Speaking out about a difficult problem can be especially uncomfortable if it involves a group or individual held in high esteem. Penn State “deified” coach Paterno, says Scott Rosner, associate director of the Wharton Sports Business Initiative. Over the coach’s 45-year career, the football team’s success helped transform Penn State from an agricultural backwater to a nationally known university. Intercollegiate athletic departments usually generate between 4% to 5% of university revenues, Rosner notes. At Penn State, however, the athletic department took on an importance beyond the money it brought in. It came to operate in a “cocoon” with different standards and controls than the rest of the university, according to Rosner. “Theoretically, they were checked, but practically they were not…. They weren’t really answering to anybody.”
Fear of Taboos
The Penn State scandal seems to involve two conflicting taboos: damaging the Penn State football program and condoning child abuse, says Paul J.H. Schoemaker, research director of Wharton’s Mack Center for Technological Innovation. “It should be self-evident that protecting a boy from a sexual predator far outweighs protecting the school, and the more leaders seem confused about this, the more they would be deemed to have failed morally.”
Yet leaders often ignore signals they should heed because of unwillingness “to confront ‘repugnant’ ideas,” writes Schoemaker and co-author Philip E. Tetlock, a professor of management and psychology at Wharton and the University of Pennsylvania, in a forthcoming article in California Management Review titled, “Taboo Scenarios: How to Think About the Unthinkable.” “Fear can blind us,” they write. “It is often impossible for an organization to acknowledge the biggest risks it faces, including extinction or criminal indictments against multiple leaders.”

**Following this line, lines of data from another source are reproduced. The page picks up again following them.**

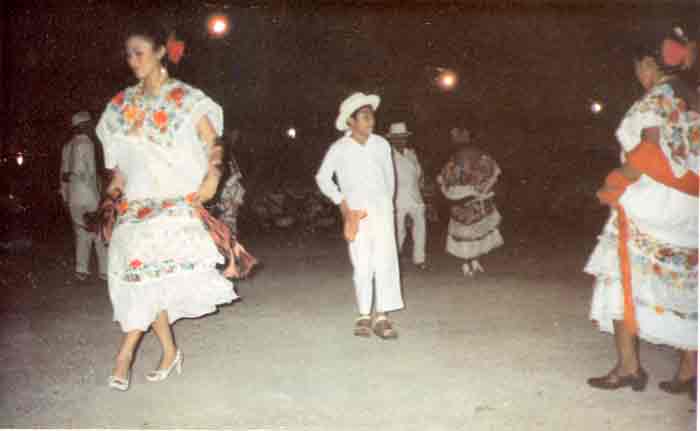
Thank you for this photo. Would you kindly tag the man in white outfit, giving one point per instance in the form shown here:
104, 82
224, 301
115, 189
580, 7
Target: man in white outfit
80, 193
362, 164
409, 201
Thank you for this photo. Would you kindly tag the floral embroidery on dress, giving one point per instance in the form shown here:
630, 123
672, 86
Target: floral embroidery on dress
138, 271
138, 211
157, 118
680, 131
472, 167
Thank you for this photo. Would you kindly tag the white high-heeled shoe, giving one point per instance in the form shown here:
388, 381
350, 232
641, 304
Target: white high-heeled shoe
162, 374
118, 383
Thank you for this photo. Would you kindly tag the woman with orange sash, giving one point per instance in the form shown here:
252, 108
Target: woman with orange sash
646, 261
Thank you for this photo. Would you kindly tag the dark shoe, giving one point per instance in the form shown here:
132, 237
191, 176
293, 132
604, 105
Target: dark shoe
383, 329
676, 386
637, 381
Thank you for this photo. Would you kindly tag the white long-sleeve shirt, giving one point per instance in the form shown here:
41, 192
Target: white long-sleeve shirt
78, 159
365, 173
408, 177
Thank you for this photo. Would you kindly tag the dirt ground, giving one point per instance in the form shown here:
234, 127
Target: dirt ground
508, 350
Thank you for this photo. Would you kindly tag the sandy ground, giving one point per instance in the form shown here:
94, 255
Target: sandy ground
509, 350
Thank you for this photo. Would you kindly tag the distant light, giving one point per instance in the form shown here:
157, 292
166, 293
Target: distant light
447, 79
218, 25
596, 108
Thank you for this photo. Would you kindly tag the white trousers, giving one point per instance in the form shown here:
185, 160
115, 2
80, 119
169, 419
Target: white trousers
374, 258
417, 214
84, 241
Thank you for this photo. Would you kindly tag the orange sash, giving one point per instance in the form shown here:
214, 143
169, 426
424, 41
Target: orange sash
647, 158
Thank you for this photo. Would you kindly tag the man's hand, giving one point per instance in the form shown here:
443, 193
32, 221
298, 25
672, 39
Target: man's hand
351, 221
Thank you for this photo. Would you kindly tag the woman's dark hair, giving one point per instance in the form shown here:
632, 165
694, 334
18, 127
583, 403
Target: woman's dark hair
149, 28
650, 46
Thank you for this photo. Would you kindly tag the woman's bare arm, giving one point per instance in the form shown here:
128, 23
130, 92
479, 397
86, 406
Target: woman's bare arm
207, 134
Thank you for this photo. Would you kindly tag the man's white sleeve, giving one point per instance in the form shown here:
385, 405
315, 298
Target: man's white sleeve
324, 178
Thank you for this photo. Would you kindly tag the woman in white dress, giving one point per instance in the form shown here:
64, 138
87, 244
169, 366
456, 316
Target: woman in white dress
159, 138
468, 180
646, 261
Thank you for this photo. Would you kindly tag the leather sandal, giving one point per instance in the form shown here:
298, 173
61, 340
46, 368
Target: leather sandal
382, 328
363, 327
637, 381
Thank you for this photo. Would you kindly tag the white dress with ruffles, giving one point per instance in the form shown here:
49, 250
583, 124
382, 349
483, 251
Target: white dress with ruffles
663, 235
160, 255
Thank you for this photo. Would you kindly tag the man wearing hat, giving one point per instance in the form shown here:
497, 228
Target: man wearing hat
409, 201
362, 164
80, 193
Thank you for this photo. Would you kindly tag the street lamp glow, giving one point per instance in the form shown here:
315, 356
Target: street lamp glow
596, 107
447, 79
218, 25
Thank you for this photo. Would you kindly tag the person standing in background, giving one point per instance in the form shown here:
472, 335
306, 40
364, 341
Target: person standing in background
80, 194
409, 201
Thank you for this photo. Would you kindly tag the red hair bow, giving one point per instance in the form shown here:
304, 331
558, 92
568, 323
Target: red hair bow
176, 48
675, 53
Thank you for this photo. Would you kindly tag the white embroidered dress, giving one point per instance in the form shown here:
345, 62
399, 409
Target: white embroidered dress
160, 255
663, 231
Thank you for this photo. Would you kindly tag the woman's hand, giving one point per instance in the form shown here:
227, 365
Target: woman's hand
116, 185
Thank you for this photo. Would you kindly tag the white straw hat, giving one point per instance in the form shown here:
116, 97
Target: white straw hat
80, 118
352, 104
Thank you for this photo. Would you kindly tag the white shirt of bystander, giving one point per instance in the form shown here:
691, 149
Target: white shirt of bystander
365, 173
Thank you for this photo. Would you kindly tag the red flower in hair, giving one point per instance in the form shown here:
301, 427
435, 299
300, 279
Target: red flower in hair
176, 49
674, 53
118, 99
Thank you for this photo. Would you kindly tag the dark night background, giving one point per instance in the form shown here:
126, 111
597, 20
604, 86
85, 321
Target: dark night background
528, 72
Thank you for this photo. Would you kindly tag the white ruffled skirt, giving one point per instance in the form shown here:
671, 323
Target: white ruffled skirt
664, 287
161, 258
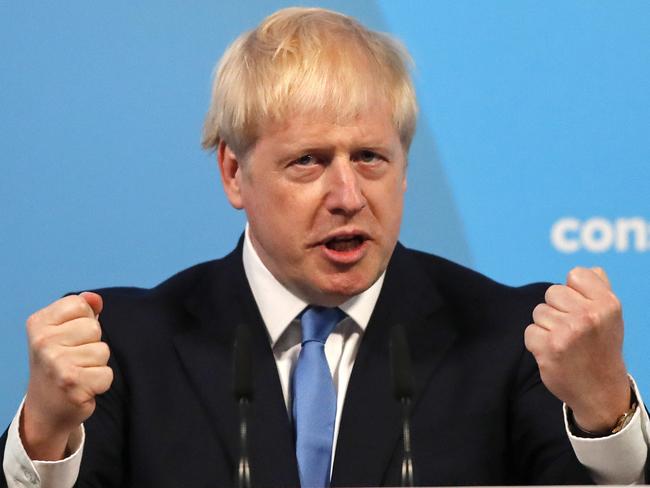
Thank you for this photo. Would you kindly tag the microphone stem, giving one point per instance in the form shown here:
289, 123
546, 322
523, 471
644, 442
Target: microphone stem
408, 476
243, 470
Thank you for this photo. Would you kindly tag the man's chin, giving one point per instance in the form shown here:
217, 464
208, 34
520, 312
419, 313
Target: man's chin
338, 291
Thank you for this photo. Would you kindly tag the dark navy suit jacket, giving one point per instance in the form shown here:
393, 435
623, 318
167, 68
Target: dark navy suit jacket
481, 414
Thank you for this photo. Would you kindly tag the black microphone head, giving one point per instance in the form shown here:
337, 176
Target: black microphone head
242, 364
400, 364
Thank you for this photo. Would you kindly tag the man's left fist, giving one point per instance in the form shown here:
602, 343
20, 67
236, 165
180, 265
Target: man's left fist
577, 341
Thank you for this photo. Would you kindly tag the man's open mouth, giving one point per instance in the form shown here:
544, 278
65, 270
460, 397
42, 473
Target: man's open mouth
345, 243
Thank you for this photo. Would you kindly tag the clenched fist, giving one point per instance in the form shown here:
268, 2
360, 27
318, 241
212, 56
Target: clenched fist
577, 340
68, 368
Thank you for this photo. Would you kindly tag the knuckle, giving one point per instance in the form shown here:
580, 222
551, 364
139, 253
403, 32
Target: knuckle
40, 341
552, 291
77, 306
68, 377
104, 352
96, 330
33, 322
614, 303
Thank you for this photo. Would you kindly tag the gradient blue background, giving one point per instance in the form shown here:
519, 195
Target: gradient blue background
531, 111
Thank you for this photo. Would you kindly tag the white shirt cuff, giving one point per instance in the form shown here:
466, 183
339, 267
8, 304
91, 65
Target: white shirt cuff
20, 471
618, 458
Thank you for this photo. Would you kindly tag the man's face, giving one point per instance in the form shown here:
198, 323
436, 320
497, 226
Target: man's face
324, 202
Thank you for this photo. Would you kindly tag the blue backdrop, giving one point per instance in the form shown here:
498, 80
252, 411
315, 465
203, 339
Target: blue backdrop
531, 156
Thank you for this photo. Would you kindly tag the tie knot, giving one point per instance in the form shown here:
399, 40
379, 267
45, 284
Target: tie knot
318, 322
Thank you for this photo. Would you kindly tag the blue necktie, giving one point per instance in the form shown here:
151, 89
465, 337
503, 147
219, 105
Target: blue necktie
314, 398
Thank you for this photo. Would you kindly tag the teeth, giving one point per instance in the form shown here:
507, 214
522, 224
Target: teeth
344, 243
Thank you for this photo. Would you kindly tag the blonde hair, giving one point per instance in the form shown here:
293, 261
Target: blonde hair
300, 60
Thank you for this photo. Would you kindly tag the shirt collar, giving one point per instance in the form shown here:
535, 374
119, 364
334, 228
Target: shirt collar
278, 306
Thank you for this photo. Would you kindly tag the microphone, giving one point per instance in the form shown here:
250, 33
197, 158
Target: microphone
403, 389
243, 392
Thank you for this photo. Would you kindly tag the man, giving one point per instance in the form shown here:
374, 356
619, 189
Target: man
312, 116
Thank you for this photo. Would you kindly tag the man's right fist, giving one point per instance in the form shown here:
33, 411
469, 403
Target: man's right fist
68, 367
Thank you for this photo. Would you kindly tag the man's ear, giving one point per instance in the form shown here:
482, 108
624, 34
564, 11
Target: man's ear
231, 174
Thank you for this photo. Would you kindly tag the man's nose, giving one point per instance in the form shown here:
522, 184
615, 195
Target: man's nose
345, 195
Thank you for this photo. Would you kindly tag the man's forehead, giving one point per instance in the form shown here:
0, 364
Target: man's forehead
371, 127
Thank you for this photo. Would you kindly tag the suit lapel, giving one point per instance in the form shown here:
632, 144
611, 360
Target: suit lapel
371, 420
220, 302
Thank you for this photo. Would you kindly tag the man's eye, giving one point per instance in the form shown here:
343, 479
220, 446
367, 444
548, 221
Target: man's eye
367, 156
305, 160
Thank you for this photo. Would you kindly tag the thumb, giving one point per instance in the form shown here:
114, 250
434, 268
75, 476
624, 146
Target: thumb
600, 272
94, 300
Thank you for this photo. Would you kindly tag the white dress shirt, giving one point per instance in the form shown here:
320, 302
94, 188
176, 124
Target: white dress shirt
616, 459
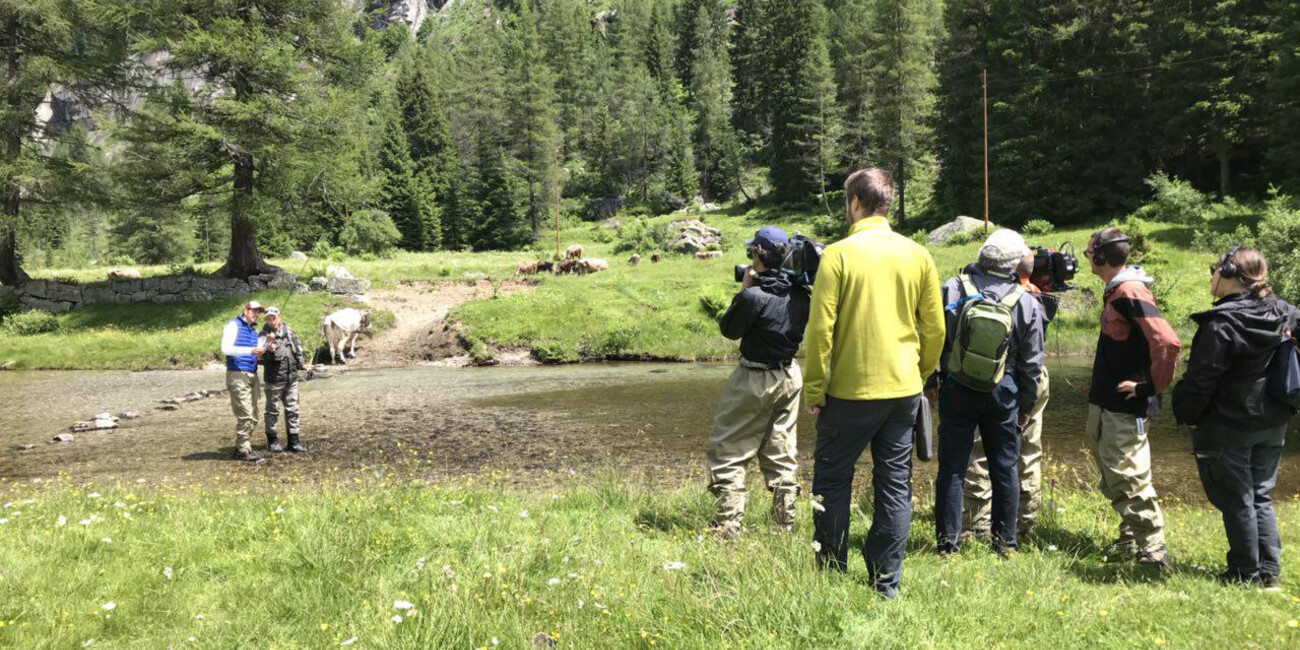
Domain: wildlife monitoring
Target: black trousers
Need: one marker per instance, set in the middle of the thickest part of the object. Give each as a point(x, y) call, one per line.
point(1239, 471)
point(844, 430)
point(961, 412)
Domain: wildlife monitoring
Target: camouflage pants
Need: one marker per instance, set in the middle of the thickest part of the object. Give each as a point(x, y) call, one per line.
point(282, 393)
point(1118, 443)
point(757, 416)
point(978, 492)
point(243, 401)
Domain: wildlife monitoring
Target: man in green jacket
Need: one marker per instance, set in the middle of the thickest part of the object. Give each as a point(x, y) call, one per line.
point(875, 330)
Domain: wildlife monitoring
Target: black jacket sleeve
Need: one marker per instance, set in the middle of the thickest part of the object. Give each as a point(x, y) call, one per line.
point(740, 316)
point(1212, 354)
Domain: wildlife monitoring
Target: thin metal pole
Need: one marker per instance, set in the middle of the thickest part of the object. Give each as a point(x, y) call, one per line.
point(984, 77)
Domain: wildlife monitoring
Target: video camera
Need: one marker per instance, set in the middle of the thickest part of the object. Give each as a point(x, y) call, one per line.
point(802, 258)
point(1053, 269)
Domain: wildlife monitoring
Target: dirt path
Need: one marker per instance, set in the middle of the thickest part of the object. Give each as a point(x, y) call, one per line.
point(420, 311)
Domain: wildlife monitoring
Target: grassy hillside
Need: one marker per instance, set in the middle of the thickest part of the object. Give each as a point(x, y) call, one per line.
point(586, 567)
point(653, 311)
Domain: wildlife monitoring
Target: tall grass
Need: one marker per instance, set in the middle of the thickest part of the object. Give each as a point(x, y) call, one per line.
point(586, 567)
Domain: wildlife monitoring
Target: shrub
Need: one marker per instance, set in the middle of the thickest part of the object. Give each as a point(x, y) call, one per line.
point(369, 232)
point(25, 324)
point(1174, 200)
point(1279, 230)
point(1038, 226)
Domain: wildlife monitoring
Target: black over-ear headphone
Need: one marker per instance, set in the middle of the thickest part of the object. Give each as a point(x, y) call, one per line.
point(1099, 258)
point(1227, 268)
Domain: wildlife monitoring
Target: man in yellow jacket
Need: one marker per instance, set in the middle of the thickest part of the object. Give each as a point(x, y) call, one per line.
point(875, 332)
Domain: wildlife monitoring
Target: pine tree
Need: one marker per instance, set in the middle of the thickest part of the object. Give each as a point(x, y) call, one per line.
point(1285, 95)
point(805, 118)
point(265, 68)
point(715, 144)
point(401, 194)
point(501, 225)
point(898, 55)
point(532, 116)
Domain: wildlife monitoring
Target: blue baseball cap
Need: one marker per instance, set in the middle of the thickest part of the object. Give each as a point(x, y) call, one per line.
point(767, 237)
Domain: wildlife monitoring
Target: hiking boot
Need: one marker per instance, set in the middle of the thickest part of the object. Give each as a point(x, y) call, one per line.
point(1119, 550)
point(248, 456)
point(1157, 559)
point(1269, 583)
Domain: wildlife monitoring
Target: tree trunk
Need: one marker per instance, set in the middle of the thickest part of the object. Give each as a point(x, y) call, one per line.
point(11, 268)
point(902, 194)
point(1225, 172)
point(243, 259)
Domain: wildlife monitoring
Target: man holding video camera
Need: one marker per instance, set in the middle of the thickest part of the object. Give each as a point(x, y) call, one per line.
point(758, 410)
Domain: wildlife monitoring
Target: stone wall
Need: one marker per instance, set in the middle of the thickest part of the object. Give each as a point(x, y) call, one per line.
point(59, 298)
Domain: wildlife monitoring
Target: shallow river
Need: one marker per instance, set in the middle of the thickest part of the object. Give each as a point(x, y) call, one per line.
point(532, 427)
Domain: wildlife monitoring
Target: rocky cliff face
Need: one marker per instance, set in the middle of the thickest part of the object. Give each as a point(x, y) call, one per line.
point(63, 111)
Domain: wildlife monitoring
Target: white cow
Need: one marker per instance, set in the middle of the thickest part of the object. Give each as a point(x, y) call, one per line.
point(339, 330)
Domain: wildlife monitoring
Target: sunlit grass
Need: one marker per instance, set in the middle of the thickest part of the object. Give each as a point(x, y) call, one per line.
point(589, 566)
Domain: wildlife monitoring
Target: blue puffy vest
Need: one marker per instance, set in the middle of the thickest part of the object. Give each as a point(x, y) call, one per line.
point(247, 337)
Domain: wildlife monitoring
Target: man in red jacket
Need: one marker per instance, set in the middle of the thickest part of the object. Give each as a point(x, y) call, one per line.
point(1136, 354)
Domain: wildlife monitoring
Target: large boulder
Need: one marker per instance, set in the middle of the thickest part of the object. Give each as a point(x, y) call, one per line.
point(958, 225)
point(690, 235)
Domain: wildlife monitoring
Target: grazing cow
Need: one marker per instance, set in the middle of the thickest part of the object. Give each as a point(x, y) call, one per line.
point(339, 330)
point(124, 273)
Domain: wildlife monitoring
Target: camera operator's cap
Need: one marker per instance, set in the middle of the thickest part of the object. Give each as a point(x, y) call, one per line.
point(1004, 246)
point(768, 235)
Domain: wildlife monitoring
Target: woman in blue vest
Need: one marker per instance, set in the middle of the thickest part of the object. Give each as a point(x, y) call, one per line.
point(241, 346)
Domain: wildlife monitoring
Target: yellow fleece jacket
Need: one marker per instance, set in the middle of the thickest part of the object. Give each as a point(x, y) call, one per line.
point(876, 323)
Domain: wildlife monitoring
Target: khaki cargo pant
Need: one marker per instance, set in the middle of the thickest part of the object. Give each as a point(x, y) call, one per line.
point(978, 492)
point(757, 416)
point(1118, 443)
point(245, 389)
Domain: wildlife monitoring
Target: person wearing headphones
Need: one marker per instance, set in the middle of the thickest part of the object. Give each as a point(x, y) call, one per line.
point(1238, 429)
point(1135, 360)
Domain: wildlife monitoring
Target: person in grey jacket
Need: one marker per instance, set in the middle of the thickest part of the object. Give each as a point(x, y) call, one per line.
point(1238, 429)
point(1000, 414)
point(281, 363)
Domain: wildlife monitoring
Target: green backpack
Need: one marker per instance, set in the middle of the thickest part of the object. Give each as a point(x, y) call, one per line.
point(978, 358)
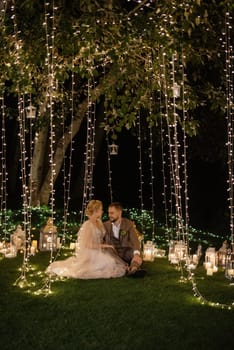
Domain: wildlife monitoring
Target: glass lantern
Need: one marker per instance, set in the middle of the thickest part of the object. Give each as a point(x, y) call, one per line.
point(31, 112)
point(211, 261)
point(148, 252)
point(113, 149)
point(48, 237)
point(229, 268)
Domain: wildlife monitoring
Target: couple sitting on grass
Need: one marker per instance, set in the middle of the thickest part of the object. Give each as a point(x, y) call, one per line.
point(106, 249)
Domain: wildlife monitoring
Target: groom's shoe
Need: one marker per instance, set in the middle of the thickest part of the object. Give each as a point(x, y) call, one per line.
point(136, 273)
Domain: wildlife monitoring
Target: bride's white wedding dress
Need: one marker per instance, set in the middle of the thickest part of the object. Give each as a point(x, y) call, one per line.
point(91, 261)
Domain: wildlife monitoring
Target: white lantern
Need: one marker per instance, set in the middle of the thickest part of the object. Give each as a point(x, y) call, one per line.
point(148, 252)
point(31, 112)
point(48, 237)
point(211, 261)
point(229, 270)
point(222, 254)
point(113, 149)
point(176, 90)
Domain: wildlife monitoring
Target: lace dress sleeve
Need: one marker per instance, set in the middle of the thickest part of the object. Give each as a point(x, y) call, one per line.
point(89, 236)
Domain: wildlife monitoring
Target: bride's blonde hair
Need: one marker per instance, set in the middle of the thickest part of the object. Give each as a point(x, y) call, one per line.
point(92, 206)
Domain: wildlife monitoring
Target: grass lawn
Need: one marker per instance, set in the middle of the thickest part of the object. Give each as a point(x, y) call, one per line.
point(156, 312)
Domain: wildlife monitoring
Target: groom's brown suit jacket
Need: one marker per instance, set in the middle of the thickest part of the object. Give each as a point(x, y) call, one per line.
point(128, 240)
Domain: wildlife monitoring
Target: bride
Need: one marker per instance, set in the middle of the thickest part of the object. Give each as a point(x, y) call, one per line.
point(94, 259)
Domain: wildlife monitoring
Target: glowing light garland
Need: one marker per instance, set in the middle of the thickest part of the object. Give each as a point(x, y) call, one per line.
point(89, 153)
point(49, 22)
point(3, 171)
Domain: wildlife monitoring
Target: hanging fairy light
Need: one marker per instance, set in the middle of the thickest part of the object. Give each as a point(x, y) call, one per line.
point(31, 112)
point(3, 172)
point(229, 271)
point(90, 149)
point(113, 149)
point(49, 26)
point(141, 177)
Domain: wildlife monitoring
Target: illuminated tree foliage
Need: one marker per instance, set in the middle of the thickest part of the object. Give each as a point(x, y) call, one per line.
point(65, 56)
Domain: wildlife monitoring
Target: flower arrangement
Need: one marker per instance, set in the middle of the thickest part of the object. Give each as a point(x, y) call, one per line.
point(122, 233)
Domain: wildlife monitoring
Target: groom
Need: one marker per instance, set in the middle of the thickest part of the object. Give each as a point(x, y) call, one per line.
point(121, 233)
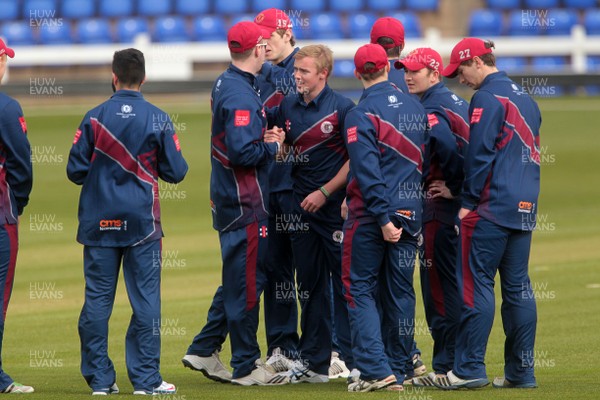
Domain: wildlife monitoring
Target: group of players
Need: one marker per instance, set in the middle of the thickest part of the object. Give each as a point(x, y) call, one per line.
point(316, 200)
point(326, 202)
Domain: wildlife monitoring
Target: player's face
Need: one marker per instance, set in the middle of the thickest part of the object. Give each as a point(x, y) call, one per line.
point(470, 75)
point(278, 46)
point(419, 81)
point(309, 81)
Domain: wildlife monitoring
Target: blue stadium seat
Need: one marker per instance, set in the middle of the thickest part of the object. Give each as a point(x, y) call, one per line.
point(308, 7)
point(343, 68)
point(17, 33)
point(485, 23)
point(9, 10)
point(231, 7)
point(563, 21)
point(76, 9)
point(326, 26)
point(359, 25)
point(504, 4)
point(56, 34)
point(259, 5)
point(593, 63)
point(591, 21)
point(541, 4)
point(422, 5)
point(549, 63)
point(209, 28)
point(346, 5)
point(511, 64)
point(384, 5)
point(94, 30)
point(192, 7)
point(40, 9)
point(154, 7)
point(128, 28)
point(580, 3)
point(170, 29)
point(116, 8)
point(412, 25)
point(520, 24)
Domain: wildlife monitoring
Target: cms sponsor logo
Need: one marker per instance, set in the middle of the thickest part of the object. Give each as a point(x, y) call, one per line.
point(113, 225)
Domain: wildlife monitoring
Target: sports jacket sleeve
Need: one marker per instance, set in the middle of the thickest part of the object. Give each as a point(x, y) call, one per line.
point(365, 161)
point(80, 156)
point(171, 164)
point(443, 143)
point(244, 131)
point(13, 137)
point(486, 120)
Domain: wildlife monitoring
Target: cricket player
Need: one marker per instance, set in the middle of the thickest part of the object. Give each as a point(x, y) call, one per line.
point(240, 153)
point(382, 229)
point(118, 155)
point(313, 121)
point(498, 212)
point(448, 137)
point(388, 32)
point(16, 180)
point(274, 81)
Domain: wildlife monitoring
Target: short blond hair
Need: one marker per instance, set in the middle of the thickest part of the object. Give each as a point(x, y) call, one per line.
point(322, 55)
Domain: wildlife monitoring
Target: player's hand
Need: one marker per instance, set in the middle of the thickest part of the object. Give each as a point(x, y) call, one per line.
point(275, 134)
point(463, 213)
point(344, 210)
point(391, 233)
point(439, 189)
point(314, 201)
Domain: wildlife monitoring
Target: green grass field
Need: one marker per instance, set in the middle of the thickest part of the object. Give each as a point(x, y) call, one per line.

The key for leaders is to be very clear about which values rank highest and how conflicting taboos should be handled, Schoemaker says. “Without such moral guidance, those lower in the organization may be unsure what to do, even if it seems clear from the outside. The process of denial can be very subtle and afflict entire organizations or communities, and indeed even entire nations — for example, genocides in the former Yugoslavia or the internment of U.S. citizens of Japanese descent during World War II.”
Most experts agree that leaders must set the tone for the entire organization, work to elicit discussion about taboo topics and maintain transparency about how they respond to any concerns.
Companies should also establish metrics, routines, audits and incentives to help identify problems and suggest areas of change, says Wharton management professor Lawrence G. Hrebiniak, who has acted as a consultant to dozens of companies such as General Electric, AT&T, Microsoft and DuPont. When top management diligently works to measure performance, elicit feedback and respond openly to problems when raised, it can usually make progress, Hrebiniak has found. “Control systems are important to implementing strategy and identifying problems,” he says.
The caveat, of course, is that leaders need to pay attention to the facts. “In two cases, I’ve reported data to top management and they disinvited me from a strategic session,” Hrebiniak recalls. “Some of the problems that were identified seemed to suggest poor leadership from the top…. They didn’t want it to come out on their watch.”
When companies have a culture in which managers are “more interested in hiding things than solving problems,” there is little anyone can do to help, Hrebiniak says. “You need top management to react strongly. If they bury the stuff, they’re dead.”